Dass hinter diesen Protesten das Fachurteil einer ganzen Reihe ausgewiesener Wissenschaftler und Ärzte steht, wird geflissentlich verschwiegen. Die Verkehrung wird total: Bürger, die die Wiederherstellung ihrer Grundrechte einfordern, werden zu solchen erklärt, die die verfassungsmäßige Ordnung der Republik umstürzen wollen – so der Innensenator Geisel im RBB. Von der Sache selbst ist nicht mehr die Rede – Ablenkung und Verwischung durch die persönliche Diffamierung der Teilnehmer sind geglückt, wenn auch um den Preis demokratischer Diskursivität.

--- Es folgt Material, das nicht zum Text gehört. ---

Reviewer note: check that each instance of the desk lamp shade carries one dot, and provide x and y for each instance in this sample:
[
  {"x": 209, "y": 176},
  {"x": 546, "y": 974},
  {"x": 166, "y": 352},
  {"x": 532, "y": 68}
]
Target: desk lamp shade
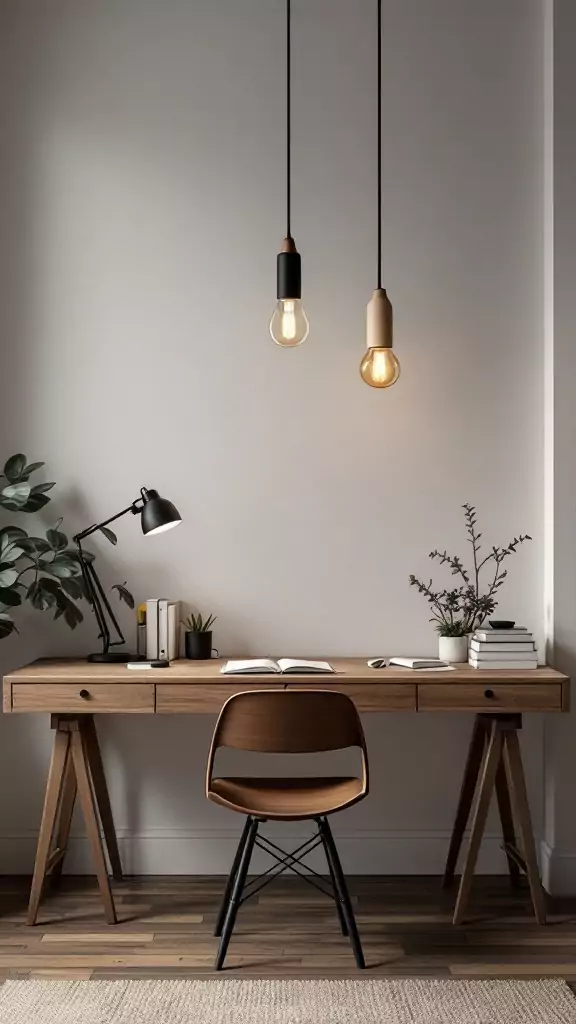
[{"x": 158, "y": 513}]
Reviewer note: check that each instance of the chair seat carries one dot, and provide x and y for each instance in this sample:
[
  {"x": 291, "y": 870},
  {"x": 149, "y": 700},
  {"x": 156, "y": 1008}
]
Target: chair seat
[{"x": 285, "y": 799}]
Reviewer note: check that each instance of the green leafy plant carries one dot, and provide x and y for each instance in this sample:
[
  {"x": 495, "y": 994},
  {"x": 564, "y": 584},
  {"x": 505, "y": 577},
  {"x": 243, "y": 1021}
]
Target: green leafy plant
[
  {"x": 464, "y": 608},
  {"x": 196, "y": 624},
  {"x": 43, "y": 570}
]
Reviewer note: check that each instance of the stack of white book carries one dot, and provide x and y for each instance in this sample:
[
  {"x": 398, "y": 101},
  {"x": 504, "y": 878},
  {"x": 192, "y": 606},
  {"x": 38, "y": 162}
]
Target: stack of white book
[{"x": 512, "y": 648}]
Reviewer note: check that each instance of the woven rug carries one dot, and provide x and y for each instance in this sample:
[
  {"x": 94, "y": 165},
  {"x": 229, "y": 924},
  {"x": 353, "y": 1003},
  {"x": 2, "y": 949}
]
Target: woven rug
[{"x": 268, "y": 1001}]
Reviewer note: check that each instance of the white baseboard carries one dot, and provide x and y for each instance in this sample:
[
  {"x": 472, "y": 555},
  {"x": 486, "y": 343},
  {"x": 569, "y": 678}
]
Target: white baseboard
[
  {"x": 210, "y": 852},
  {"x": 559, "y": 870}
]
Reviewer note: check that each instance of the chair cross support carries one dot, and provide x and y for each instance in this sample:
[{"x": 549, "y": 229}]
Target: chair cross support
[
  {"x": 238, "y": 891},
  {"x": 288, "y": 862}
]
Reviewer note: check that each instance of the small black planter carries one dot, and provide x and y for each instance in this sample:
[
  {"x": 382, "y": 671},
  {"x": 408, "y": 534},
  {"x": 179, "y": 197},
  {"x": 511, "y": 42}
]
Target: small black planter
[{"x": 198, "y": 646}]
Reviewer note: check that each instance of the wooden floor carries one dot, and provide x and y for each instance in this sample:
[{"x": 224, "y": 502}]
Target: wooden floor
[{"x": 166, "y": 930}]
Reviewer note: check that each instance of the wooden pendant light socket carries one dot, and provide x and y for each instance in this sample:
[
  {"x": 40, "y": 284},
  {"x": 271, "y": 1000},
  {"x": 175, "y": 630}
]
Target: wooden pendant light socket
[
  {"x": 379, "y": 321},
  {"x": 288, "y": 246}
]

Auch Michael Ballweg, Organisator der Querdenken-Demonstrationen, sollte am 1.9. im RBB-Gespräch («Wir müssen reden»: welch Ton erzieherischer Maßnahme!) auf diesen sachfremden Boden gezogen werden. Daran scheiterte das Gespräch, das einzig und allein das sachliche Anliegen und seine immanente Legitimität zu behandeln hätte, egal, welche Menschen es sich nun zueigen machen. Gerade dort, wo es um Grundrechte des Bürgers und damit um seine grundgesetzlich verbriefte «Würde» geht, ist ein weit über alle Parteigrenzen hinausreichendes Publikum zu erwarten, das in all seinen persönlichen, ethisch-politischen und weltanschaulichen Differenzen die ganze Diversität der Gesellschaft widerspiegelt: Da hat jeder das gleiche Recht auf Achtung seiner Person – jenseits aller moralideologischen Ausgrenzungen, die regierungsamtlich festlegt, wer ein demonstrationsberechtigter Guter und wer ein politisch zu entmündigender Böser ist.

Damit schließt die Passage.